Rev. Brian Milford, president and publisher of UMPH, said the presumption is that the publishing operations would remain with the post-separated United Methodist denomination, offering materials that fit congregants’ demands. The current United Methodist Church does not allow same-sex weddings and gay clergy, but the proposal lays out a plan for allowing greater regional flexibility in the UMC.
Any break-off denomination or denominations outside of the United Methodist denomination would presumably keep restrictions on same-sex marriage and LGBTQ clergy in place, or determine their own stance on those matters. For more information about the proposal, visit here, and find answers to frequently asked questions about the potential split here.

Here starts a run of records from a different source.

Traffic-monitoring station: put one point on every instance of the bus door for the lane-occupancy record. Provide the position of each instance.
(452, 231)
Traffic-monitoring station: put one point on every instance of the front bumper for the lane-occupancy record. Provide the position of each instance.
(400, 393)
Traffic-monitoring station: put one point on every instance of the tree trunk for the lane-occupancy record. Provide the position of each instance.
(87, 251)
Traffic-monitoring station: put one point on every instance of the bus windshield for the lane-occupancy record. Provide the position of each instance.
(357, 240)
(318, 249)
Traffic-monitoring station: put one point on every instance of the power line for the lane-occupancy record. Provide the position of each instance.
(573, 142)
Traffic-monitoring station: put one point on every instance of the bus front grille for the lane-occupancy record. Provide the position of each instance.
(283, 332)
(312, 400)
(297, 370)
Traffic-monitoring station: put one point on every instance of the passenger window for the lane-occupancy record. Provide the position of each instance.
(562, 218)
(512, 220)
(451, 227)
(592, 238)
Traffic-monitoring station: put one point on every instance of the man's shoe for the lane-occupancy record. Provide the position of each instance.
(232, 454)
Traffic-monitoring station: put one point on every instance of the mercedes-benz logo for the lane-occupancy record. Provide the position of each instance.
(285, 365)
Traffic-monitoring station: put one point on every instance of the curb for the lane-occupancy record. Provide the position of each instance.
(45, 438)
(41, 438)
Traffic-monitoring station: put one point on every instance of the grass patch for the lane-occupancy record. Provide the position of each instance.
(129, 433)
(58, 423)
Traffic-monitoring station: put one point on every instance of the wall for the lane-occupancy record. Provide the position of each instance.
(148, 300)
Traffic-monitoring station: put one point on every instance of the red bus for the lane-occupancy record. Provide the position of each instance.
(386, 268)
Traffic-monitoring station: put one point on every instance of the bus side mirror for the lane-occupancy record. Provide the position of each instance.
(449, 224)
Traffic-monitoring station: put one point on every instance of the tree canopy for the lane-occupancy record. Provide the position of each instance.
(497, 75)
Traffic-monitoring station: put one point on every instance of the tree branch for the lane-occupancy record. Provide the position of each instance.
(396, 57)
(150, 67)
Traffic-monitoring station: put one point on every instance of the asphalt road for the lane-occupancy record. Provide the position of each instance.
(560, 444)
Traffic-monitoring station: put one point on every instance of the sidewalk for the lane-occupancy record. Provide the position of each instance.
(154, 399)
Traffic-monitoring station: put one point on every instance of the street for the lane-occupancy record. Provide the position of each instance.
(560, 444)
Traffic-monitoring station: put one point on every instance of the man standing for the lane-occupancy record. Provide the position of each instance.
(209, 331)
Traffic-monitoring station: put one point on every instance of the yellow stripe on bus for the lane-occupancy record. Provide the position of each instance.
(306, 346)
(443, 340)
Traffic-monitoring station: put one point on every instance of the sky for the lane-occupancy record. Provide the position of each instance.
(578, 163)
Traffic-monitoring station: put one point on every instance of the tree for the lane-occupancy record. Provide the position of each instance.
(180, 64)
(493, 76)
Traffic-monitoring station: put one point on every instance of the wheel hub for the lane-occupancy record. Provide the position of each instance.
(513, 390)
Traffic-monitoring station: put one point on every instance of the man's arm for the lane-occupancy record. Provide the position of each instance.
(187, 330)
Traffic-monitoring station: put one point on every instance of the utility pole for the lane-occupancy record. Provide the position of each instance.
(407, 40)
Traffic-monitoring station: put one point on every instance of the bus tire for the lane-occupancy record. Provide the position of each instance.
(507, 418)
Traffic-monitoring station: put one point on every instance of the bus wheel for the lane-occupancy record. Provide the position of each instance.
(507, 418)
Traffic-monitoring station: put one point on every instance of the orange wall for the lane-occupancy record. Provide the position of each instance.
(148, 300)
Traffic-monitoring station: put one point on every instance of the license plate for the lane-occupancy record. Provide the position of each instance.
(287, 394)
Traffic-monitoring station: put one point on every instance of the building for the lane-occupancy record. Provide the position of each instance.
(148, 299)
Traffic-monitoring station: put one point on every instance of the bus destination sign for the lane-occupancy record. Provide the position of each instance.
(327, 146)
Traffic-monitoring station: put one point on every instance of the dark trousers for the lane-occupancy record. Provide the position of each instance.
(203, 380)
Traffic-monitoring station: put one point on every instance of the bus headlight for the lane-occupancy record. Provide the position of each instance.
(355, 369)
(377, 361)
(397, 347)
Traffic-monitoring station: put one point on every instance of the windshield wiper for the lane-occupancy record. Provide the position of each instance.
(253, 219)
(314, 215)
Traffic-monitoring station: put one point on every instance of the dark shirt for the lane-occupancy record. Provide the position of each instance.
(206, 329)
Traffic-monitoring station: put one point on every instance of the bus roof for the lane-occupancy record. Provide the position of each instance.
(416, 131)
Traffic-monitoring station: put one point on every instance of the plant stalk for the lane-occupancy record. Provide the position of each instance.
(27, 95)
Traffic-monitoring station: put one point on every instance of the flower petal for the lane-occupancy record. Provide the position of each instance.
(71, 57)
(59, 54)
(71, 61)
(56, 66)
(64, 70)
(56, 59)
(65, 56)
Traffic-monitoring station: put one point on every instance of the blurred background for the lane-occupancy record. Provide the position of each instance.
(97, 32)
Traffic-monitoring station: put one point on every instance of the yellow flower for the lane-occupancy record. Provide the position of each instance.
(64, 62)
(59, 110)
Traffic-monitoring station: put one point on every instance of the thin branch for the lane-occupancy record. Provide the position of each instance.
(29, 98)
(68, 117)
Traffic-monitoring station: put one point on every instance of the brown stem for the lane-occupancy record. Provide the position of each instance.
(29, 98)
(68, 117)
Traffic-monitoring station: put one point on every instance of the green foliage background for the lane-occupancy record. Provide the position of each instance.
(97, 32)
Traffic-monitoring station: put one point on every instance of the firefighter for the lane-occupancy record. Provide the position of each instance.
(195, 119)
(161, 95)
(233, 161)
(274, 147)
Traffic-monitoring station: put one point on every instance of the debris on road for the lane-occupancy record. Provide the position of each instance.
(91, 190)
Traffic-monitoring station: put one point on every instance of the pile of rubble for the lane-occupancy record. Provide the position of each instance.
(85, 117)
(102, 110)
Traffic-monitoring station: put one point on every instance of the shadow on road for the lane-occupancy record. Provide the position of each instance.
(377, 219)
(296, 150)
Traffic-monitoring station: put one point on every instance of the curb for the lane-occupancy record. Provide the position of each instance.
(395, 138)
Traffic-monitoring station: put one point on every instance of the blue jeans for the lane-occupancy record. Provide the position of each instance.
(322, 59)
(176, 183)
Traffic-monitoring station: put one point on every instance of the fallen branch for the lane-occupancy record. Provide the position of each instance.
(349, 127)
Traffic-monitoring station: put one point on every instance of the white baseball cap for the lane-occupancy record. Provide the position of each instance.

“If legislation consistent with this plan is adopted by the General Conference in May 2020, the United Methodist Publishing House will remain the publishing and retail distribution arm of the ongoing denomination, which most observers expect will consist of the majority of annual conferences and congregations,” Milford told PW. “We will continue to provide an array of products for worship, Christian formation, Bible study, and other facets of congregational life for all who find them beneficial in their ministries.”
Additionally, UMPH’s publishing imprint, Abingdon, and its retail division, Cokesbury, will also continue to operate as part of the United Methodist Church, rather than any new proposed denomination.
“The United Methodist Publishing House will follow the lead of our predecessors, who through many periods of trial and change over 231 years of continuous existence, navigated church splits, reunifications, and new partnerships,” Milford notes. “We will maintain very close collaboration with clergy and other leaders across the church to understand the themes, settings, and activities where program and study resources are needed.”